リョウちゃんはすぐにそっぽを向いてしまったけれど、垂らした手の片方をほんの少しだけ動かして合図してくれたのが分かった。それを見て嬉しくなる。やっぱりリョウちゃんはリョウちゃんで、根本的な部分は優しいんだ。


家が近所で親が仲良しということから、弟を含めた私たちは4歳くらいの頃からいつも一緒に遊んでいた。毎日弟とリョウちゃんと手を繋いで、あっちこっちへとひっぱりまわしていたのは私だった気がする。

今でこそ考えられないが、昔の私は活発でよく笑う明るいタイプで、リョウちゃんは泣き虫でおとなしいタイプだった。

タンポポの花を渡されて、大きくなったら僕とけっこんしてねって言われたことを思い出す。

ついでに、その花をポケットにいれたままお母さんが洗濯機に入れてしまって泣いたことも思い出した。

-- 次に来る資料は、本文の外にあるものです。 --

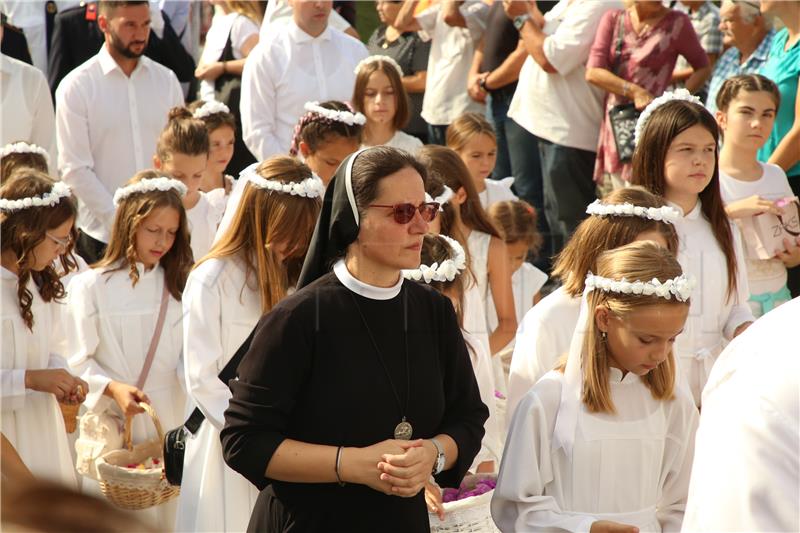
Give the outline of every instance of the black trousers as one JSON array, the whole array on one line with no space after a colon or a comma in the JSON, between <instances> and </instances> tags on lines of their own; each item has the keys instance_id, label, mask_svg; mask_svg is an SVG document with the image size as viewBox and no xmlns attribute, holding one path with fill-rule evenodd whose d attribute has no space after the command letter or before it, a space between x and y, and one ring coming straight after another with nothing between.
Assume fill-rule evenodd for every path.
<instances>
[{"instance_id":1,"label":"black trousers","mask_svg":"<svg viewBox=\"0 0 800 533\"><path fill-rule=\"evenodd\" d=\"M78 240L75 242L75 251L83 257L88 264L98 262L106 253L106 243L78 230Z\"/></svg>"},{"instance_id":2,"label":"black trousers","mask_svg":"<svg viewBox=\"0 0 800 533\"><path fill-rule=\"evenodd\" d=\"M800 176L789 176L789 186L791 186L795 196L800 196ZM800 296L800 265L789 269L789 279L786 280L786 286L789 287L792 298Z\"/></svg>"}]
</instances>

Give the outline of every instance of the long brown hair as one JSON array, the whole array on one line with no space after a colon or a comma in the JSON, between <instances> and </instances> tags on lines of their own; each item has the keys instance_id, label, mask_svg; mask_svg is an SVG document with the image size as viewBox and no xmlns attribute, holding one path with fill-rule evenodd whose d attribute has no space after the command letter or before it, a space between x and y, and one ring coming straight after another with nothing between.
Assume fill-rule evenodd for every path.
<instances>
[{"instance_id":1,"label":"long brown hair","mask_svg":"<svg viewBox=\"0 0 800 533\"><path fill-rule=\"evenodd\" d=\"M364 97L367 92L367 84L369 77L373 72L380 70L387 78L389 83L392 84L395 96L395 113L392 118L392 127L396 130L401 130L406 127L408 120L411 118L411 104L408 99L408 92L403 87L403 80L397 69L392 66L388 61L376 59L369 63L363 64L358 72L356 72L356 83L353 86L353 109L359 113L364 112Z\"/></svg>"},{"instance_id":2,"label":"long brown hair","mask_svg":"<svg viewBox=\"0 0 800 533\"><path fill-rule=\"evenodd\" d=\"M161 174L154 170L143 170L137 172L126 185L158 177L161 177ZM92 265L92 268L108 269L107 272L111 273L127 267L135 287L139 282L139 268L136 265L139 260L136 255L136 230L154 210L162 207L175 209L180 219L172 248L158 262L164 268L164 282L169 293L180 301L189 269L194 261L189 246L186 211L183 209L180 194L174 189L136 193L120 201L114 215L114 225L111 228L111 239L108 241L106 253L100 261Z\"/></svg>"},{"instance_id":3,"label":"long brown hair","mask_svg":"<svg viewBox=\"0 0 800 533\"><path fill-rule=\"evenodd\" d=\"M311 177L305 164L287 156L267 159L256 172L282 183ZM266 313L297 283L321 207L320 198L268 191L247 183L231 225L198 264L209 259L240 259L248 282L258 282L261 311ZM289 251L283 262L273 249L276 243Z\"/></svg>"},{"instance_id":4,"label":"long brown hair","mask_svg":"<svg viewBox=\"0 0 800 533\"><path fill-rule=\"evenodd\" d=\"M318 104L324 109L333 111L353 110L344 102L338 100L328 100ZM333 140L335 137L343 139L355 139L361 144L361 134L364 126L361 124L347 124L339 120L333 120L319 113L308 111L301 116L294 127L292 144L289 147L289 155L297 155L300 152L300 143L304 142L308 146L309 153L315 153L323 144Z\"/></svg>"},{"instance_id":5,"label":"long brown hair","mask_svg":"<svg viewBox=\"0 0 800 533\"><path fill-rule=\"evenodd\" d=\"M49 193L54 184L43 172L20 169L0 188L0 198L17 200L42 196ZM31 268L36 261L33 249L47 238L48 230L57 228L70 218L74 221L77 214L75 201L71 197L61 198L53 206L29 207L0 213L0 249L3 252L11 250L17 258L17 298L20 315L29 329L33 329L33 294L28 290L29 280L33 280L45 302L59 300L66 295L59 273L52 264L41 271ZM74 224L70 237L74 243L77 237ZM75 268L74 260L70 260L71 254L72 244L59 256L63 273Z\"/></svg>"},{"instance_id":6,"label":"long brown hair","mask_svg":"<svg viewBox=\"0 0 800 533\"><path fill-rule=\"evenodd\" d=\"M728 106L740 92L746 91L749 93L765 92L772 97L775 102L775 111L781 104L781 92L775 82L761 74L741 74L728 78L722 83L717 93L717 109L720 111L727 111Z\"/></svg>"},{"instance_id":7,"label":"long brown hair","mask_svg":"<svg viewBox=\"0 0 800 533\"><path fill-rule=\"evenodd\" d=\"M681 265L669 250L649 241L632 242L606 250L597 257L597 274L605 278L628 281L666 281L683 272ZM659 296L623 294L617 292L592 291L587 298L589 309L606 307L609 312L621 319L630 316L637 309L649 305L685 305L676 299L666 300ZM583 345L583 403L593 413L614 413L609 386L609 354L607 343L601 337L594 313L587 323L586 338ZM675 357L670 353L663 363L640 379L650 389L657 400L670 400L675 390Z\"/></svg>"},{"instance_id":8,"label":"long brown hair","mask_svg":"<svg viewBox=\"0 0 800 533\"><path fill-rule=\"evenodd\" d=\"M48 173L47 159L37 152L13 152L0 159L0 185L8 181L15 171L20 169L33 169Z\"/></svg>"},{"instance_id":9,"label":"long brown hair","mask_svg":"<svg viewBox=\"0 0 800 533\"><path fill-rule=\"evenodd\" d=\"M433 263L442 264L448 259L455 257L455 250L441 235L428 234L422 240L422 250L420 251L420 264L432 265ZM460 273L463 274L463 273ZM438 292L450 296L452 293L458 302L456 306L456 318L458 325L464 327L464 279L461 275L453 278L453 281L431 281L428 283ZM424 283L420 282L420 283Z\"/></svg>"},{"instance_id":10,"label":"long brown hair","mask_svg":"<svg viewBox=\"0 0 800 533\"><path fill-rule=\"evenodd\" d=\"M264 20L264 6L266 2L254 2L253 0L226 0L225 5L230 13L239 13L249 18L259 26Z\"/></svg>"},{"instance_id":11,"label":"long brown hair","mask_svg":"<svg viewBox=\"0 0 800 533\"><path fill-rule=\"evenodd\" d=\"M208 154L208 130L199 118L194 118L186 107L169 110L167 125L158 137L156 155L161 162L169 161L172 154Z\"/></svg>"},{"instance_id":12,"label":"long brown hair","mask_svg":"<svg viewBox=\"0 0 800 533\"><path fill-rule=\"evenodd\" d=\"M460 152L477 135L486 135L497 144L497 134L491 123L478 113L464 113L447 126L447 147Z\"/></svg>"},{"instance_id":13,"label":"long brown hair","mask_svg":"<svg viewBox=\"0 0 800 533\"><path fill-rule=\"evenodd\" d=\"M703 215L711 224L711 231L725 255L728 269L728 298L736 292L736 252L728 215L719 190L719 127L711 113L700 104L673 100L658 107L642 132L633 152L632 183L641 185L652 193L664 196L667 181L664 162L672 141L692 126L704 127L714 138L714 173L711 182L698 195ZM697 250L699 253L700 250Z\"/></svg>"},{"instance_id":14,"label":"long brown hair","mask_svg":"<svg viewBox=\"0 0 800 533\"><path fill-rule=\"evenodd\" d=\"M506 244L524 242L528 250L539 253L542 236L536 229L536 210L525 200L505 200L489 207L489 217L503 234Z\"/></svg>"},{"instance_id":15,"label":"long brown hair","mask_svg":"<svg viewBox=\"0 0 800 533\"><path fill-rule=\"evenodd\" d=\"M204 102L203 100L195 100L194 102L189 104L186 108L189 111L191 111L192 116L194 116L194 113L198 109L203 107L203 104L205 103L206 102ZM219 111L217 113L211 113L210 115L201 117L197 120L200 120L203 124L206 125L206 131L208 132L209 135L211 134L211 132L216 131L219 128L225 126L229 127L230 129L233 130L234 133L236 133L236 117L233 115L233 113L226 113L225 111Z\"/></svg>"}]
</instances>

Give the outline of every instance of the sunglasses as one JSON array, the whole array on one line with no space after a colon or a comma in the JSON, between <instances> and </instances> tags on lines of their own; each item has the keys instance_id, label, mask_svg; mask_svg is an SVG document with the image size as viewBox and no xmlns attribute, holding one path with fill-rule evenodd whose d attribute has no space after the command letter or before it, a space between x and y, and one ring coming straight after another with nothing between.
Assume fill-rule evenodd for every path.
<instances>
[{"instance_id":1,"label":"sunglasses","mask_svg":"<svg viewBox=\"0 0 800 533\"><path fill-rule=\"evenodd\" d=\"M408 203L394 205L372 204L367 207L384 207L386 209L391 209L392 215L394 215L394 221L398 224L408 224L411 222L414 218L414 213L417 211L419 211L419 215L425 222L432 221L436 218L436 213L439 212L438 202L424 202L418 206Z\"/></svg>"},{"instance_id":2,"label":"sunglasses","mask_svg":"<svg viewBox=\"0 0 800 533\"><path fill-rule=\"evenodd\" d=\"M47 235L48 238L50 238L54 243L59 245L64 250L68 249L70 244L72 244L72 235L70 235L66 239L61 239L59 237L56 237L55 235L51 235L49 232L45 232L45 235Z\"/></svg>"}]
</instances>

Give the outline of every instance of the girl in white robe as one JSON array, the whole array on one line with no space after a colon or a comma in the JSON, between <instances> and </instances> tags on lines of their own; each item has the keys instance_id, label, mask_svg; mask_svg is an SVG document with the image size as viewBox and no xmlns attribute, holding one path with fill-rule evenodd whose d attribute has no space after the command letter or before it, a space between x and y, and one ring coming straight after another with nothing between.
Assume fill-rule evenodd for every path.
<instances>
[{"instance_id":1,"label":"girl in white robe","mask_svg":"<svg viewBox=\"0 0 800 533\"><path fill-rule=\"evenodd\" d=\"M58 402L83 402L88 385L66 370L52 332L65 295L54 264L68 269L76 214L69 187L38 171L23 170L0 189L0 430L35 477L73 489Z\"/></svg>"},{"instance_id":2,"label":"girl in white robe","mask_svg":"<svg viewBox=\"0 0 800 533\"><path fill-rule=\"evenodd\" d=\"M680 530L698 414L672 344L692 284L652 242L593 270L566 365L514 414L492 498L501 531Z\"/></svg>"},{"instance_id":3,"label":"girl in white robe","mask_svg":"<svg viewBox=\"0 0 800 533\"><path fill-rule=\"evenodd\" d=\"M183 422L183 328L181 294L192 264L179 181L142 171L114 195L117 212L106 253L68 287L65 330L70 367L89 383L85 406L122 417L143 413L149 403L161 425ZM143 386L136 382L156 330L162 298L166 318L152 367ZM157 438L146 414L134 416L133 443ZM84 491L98 493L86 478ZM177 502L137 511L159 529L172 530Z\"/></svg>"},{"instance_id":4,"label":"girl in white robe","mask_svg":"<svg viewBox=\"0 0 800 533\"><path fill-rule=\"evenodd\" d=\"M259 318L296 284L324 191L322 180L290 157L246 172L254 175L243 174L247 185L231 227L191 272L183 296L187 390L205 420L187 439L177 531L247 528L258 489L223 459L219 432L231 392L218 375ZM316 183L305 196L280 190L304 181Z\"/></svg>"},{"instance_id":5,"label":"girl in white robe","mask_svg":"<svg viewBox=\"0 0 800 533\"><path fill-rule=\"evenodd\" d=\"M641 208L639 215L617 213L616 206L625 204ZM663 198L641 187L626 187L587 208L590 216L581 222L553 265L552 275L562 285L520 321L508 378L508 423L531 387L569 350L583 282L597 256L637 240L650 240L677 252L678 238L669 220L675 220L678 212L665 209L666 205ZM670 212L671 219L662 216L663 211Z\"/></svg>"},{"instance_id":6,"label":"girl in white robe","mask_svg":"<svg viewBox=\"0 0 800 533\"><path fill-rule=\"evenodd\" d=\"M217 226L222 220L223 201L200 190L208 165L209 137L205 123L186 107L174 107L161 132L153 156L153 166L181 181L187 191L183 197L192 255L199 261L211 249Z\"/></svg>"},{"instance_id":7,"label":"girl in white robe","mask_svg":"<svg viewBox=\"0 0 800 533\"><path fill-rule=\"evenodd\" d=\"M695 403L725 345L754 320L739 232L719 182L719 129L697 98L680 89L651 103L636 125L633 182L681 211L678 260L702 290L675 345Z\"/></svg>"},{"instance_id":8,"label":"girl in white robe","mask_svg":"<svg viewBox=\"0 0 800 533\"><path fill-rule=\"evenodd\" d=\"M188 107L192 116L205 124L208 133L208 164L200 181L200 191L215 209L224 213L235 185L233 176L225 174L225 170L233 158L236 118L228 106L216 100L197 100Z\"/></svg>"}]
</instances>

優しいリョウちゃんは私に何度もタンポポを摘んできてくれたっけ。


そんな優しくておとなしいリョウちゃんはいつからか···小学校高学年頃から相手に言い返すようになり、中学校に上がると恐い見た目の明らかに不良っぽい人たちにケンカを売るようになっていった。

その頃から弟も塾に行くようになり、私たちが一緒に過ごすこともなくなった。


リョウちゃんが高校生にまで次々とケンカを売っているという話は有名で、皆リョウちゃんを遠巻きに見ていた。ついには地域全部をまとめあげたらしいと聞こえてきた日には私の知らないリョウちゃんになってしまったようで寂しかった。でも高校も同じと分かって、ケンカの合間に受験勉強もしてたのかと驚いた。自分で言うのもなんだが、わりと高いレベルの高校だったからだ。


高校生になってからは、朝よく会うようになった。また声をかけてくれるようになったし、今朝みたいに少し会話もできるようになった。去年の誕生日には何故かメガネをくれたけど···


あっ、そういえばそろそろリョウちゃんの誕生日だ。

思い出して眠気がとんだ私は、何かプレゼントしようかなと考える。

10歳くらいまではみんなでケーキを食べたりしていたが、今のリョウちゃんにプレゼントとなると、なにがいいかわからない。この前の私の誕生日にメガネをもらったことだし、なにかプレゼント用意しよう···

ピアス?は趣味があるだろうし、

本···って感じでもない。

うわあ、リョウちゃんの趣味がわからない。


本人にきいてみようかな···

き、聞けたら聞こう。機会があったら。

でもいらないって言われるかも···


まだあと一週間あるから、その間に決めよう。

そう考えた私は黒板の文字をノートに書きうつした。